Diane Kruger (Inglourious Basterds) was honored with the Best Actress award at Cannes for her portrayal of Katja, a woman seeking justice after her husband and son are killed in a bombing attack. The honor is deserved. Kruger’s grief, frustration, and drive are all true-to-life, which is what fuels this exciting, atypical revenge thriller.
The film is broken into three parts. The first establishes Katja’s relationship with her family and takes us through the bombing. The second brings us into the courtroom where the perpetrators of the bombing stand trial for their crimes. The third follows Katja as she decides what to do in the wake of the trial.

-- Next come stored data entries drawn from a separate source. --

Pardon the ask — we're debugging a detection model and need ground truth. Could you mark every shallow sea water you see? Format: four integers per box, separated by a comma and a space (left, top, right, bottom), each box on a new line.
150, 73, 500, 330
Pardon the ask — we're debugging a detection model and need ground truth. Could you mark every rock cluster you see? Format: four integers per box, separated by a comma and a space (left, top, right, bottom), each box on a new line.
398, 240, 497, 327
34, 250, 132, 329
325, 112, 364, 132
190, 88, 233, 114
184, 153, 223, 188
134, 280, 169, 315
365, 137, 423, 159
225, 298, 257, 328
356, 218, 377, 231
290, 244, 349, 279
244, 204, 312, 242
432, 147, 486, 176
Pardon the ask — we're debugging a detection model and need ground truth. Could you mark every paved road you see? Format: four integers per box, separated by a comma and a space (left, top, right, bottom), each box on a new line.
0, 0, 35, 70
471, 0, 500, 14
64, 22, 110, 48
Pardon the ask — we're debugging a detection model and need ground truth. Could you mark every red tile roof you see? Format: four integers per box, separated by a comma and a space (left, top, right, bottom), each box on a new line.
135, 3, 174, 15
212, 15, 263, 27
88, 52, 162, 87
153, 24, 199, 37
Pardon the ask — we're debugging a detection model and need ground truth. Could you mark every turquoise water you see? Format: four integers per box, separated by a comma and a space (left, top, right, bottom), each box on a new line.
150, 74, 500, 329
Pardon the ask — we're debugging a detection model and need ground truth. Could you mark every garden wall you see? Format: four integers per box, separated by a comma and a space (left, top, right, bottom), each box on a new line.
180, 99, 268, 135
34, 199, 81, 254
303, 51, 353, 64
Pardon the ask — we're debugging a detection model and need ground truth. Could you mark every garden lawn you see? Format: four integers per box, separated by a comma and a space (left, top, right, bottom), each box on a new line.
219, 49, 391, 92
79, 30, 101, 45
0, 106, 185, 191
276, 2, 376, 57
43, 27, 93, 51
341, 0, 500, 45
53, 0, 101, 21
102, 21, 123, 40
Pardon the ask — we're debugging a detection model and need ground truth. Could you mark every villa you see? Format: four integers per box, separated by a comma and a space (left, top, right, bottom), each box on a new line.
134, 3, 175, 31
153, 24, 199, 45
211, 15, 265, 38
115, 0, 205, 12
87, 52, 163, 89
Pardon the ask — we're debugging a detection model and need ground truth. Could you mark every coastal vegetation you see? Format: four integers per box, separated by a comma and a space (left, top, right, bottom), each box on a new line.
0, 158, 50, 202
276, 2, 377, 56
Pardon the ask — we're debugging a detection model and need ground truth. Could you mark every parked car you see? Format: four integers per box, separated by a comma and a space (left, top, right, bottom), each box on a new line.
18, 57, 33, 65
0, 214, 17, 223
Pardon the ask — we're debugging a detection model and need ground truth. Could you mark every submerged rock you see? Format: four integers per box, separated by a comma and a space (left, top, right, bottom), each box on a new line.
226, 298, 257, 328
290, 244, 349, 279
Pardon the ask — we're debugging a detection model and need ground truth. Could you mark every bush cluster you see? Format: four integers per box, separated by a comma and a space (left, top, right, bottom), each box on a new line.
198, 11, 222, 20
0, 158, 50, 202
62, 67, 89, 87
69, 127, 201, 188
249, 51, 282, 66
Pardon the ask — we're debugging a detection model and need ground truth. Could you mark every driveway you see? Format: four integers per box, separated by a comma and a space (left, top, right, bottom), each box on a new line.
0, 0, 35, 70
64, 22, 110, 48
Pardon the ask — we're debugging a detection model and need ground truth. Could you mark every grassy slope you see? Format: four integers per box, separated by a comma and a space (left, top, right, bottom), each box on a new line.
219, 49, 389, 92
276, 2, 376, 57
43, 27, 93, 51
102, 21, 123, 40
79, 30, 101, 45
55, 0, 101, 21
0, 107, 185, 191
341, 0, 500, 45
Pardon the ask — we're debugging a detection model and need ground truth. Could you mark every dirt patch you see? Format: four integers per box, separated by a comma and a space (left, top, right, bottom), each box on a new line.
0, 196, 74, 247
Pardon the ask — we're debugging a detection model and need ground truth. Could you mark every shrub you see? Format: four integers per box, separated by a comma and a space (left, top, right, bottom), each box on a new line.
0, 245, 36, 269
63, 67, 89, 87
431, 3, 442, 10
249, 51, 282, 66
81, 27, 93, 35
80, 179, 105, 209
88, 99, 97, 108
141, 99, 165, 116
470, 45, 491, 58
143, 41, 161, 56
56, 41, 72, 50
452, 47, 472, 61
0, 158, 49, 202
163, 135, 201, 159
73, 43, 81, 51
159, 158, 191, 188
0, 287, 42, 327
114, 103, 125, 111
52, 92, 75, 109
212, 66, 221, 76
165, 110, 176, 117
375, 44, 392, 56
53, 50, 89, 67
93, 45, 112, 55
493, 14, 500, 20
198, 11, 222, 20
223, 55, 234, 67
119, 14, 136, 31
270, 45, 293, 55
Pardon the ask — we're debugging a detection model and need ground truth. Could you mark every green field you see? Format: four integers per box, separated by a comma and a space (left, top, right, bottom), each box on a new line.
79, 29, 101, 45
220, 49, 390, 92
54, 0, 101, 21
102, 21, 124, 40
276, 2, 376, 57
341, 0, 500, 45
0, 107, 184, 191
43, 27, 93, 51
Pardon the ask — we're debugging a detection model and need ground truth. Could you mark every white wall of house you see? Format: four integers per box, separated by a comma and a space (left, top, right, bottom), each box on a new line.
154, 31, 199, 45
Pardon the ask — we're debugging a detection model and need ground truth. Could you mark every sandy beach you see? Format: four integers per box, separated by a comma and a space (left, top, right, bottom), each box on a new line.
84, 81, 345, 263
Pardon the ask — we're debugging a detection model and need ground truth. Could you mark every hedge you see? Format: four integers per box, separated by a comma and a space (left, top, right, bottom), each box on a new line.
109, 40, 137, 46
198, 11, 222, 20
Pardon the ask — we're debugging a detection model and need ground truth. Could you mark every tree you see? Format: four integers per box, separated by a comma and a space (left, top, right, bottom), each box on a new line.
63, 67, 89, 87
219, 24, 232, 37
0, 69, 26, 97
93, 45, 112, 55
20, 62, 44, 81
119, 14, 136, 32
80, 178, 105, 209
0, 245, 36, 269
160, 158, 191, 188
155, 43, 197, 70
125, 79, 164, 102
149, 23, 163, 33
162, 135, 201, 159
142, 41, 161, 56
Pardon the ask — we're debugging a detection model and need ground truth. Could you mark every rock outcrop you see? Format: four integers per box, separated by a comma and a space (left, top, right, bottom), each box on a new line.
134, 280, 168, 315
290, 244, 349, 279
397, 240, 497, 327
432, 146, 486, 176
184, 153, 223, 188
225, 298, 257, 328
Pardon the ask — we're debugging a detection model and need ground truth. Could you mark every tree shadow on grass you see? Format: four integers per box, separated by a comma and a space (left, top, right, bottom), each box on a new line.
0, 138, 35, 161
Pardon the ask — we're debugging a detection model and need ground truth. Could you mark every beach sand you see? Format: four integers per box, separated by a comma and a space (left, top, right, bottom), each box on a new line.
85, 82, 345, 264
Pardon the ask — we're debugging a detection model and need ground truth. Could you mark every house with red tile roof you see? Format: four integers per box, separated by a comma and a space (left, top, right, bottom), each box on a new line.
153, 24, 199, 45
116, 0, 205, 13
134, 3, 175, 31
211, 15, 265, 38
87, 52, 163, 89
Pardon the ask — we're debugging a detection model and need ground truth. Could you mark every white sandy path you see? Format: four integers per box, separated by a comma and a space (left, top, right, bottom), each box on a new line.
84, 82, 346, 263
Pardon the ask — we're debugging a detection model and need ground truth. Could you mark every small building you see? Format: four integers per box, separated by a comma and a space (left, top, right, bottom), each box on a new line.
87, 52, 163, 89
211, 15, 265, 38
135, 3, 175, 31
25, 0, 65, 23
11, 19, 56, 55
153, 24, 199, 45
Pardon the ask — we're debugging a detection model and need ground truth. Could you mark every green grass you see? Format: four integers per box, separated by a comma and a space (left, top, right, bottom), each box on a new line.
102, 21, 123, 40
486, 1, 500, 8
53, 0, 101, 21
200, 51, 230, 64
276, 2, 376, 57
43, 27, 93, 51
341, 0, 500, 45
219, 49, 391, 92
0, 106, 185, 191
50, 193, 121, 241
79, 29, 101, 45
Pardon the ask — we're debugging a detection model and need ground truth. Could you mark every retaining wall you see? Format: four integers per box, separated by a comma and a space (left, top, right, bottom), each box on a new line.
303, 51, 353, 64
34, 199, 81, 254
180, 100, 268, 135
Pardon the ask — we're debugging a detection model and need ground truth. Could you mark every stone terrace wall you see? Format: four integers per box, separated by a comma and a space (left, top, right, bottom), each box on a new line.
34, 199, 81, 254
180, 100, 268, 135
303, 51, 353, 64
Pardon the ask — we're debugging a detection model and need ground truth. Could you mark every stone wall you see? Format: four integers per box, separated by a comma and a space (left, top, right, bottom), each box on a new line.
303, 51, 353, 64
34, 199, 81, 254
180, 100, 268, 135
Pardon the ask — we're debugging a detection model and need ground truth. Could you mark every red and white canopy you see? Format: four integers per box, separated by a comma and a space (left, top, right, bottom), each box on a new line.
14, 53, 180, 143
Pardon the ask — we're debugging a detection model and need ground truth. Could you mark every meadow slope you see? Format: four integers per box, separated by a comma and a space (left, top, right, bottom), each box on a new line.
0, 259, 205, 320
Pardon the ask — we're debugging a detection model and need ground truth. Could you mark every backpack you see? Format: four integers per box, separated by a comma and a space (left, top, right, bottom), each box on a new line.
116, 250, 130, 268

The courtroom scenes are some of the best in recent memory. Denis Moschitto puts in a rock solid turn as Katja’s lawyer. The scenes in which he is debating the defense are exciting, and it’s just as interesting to watch him work the system on both strategic and methodical levels as it is to study the differences between a German trial and an American one. The slight alterations of format allow room for all the high energy courtroom bickering that procedural fans know and love, but with a decidedly unique flavor afforded to it by its foreignness. For example, the way that the lawyers punctuate their ranting knowledge-drops with a loaded ‘thank you’ evokes things like Philadelphia and A Time to Kill, but in a way never before seen (I get the sense that the phrase is a formality, much like ‘your honor’ which is dramatized by litigants to great effect).
The third act brings us into what should be a typical revenge tale, and in a lot of ways it is, but In the Fade is less concerned with the catharsis of vengeance than it is the ethical questions that revenge naturally raises.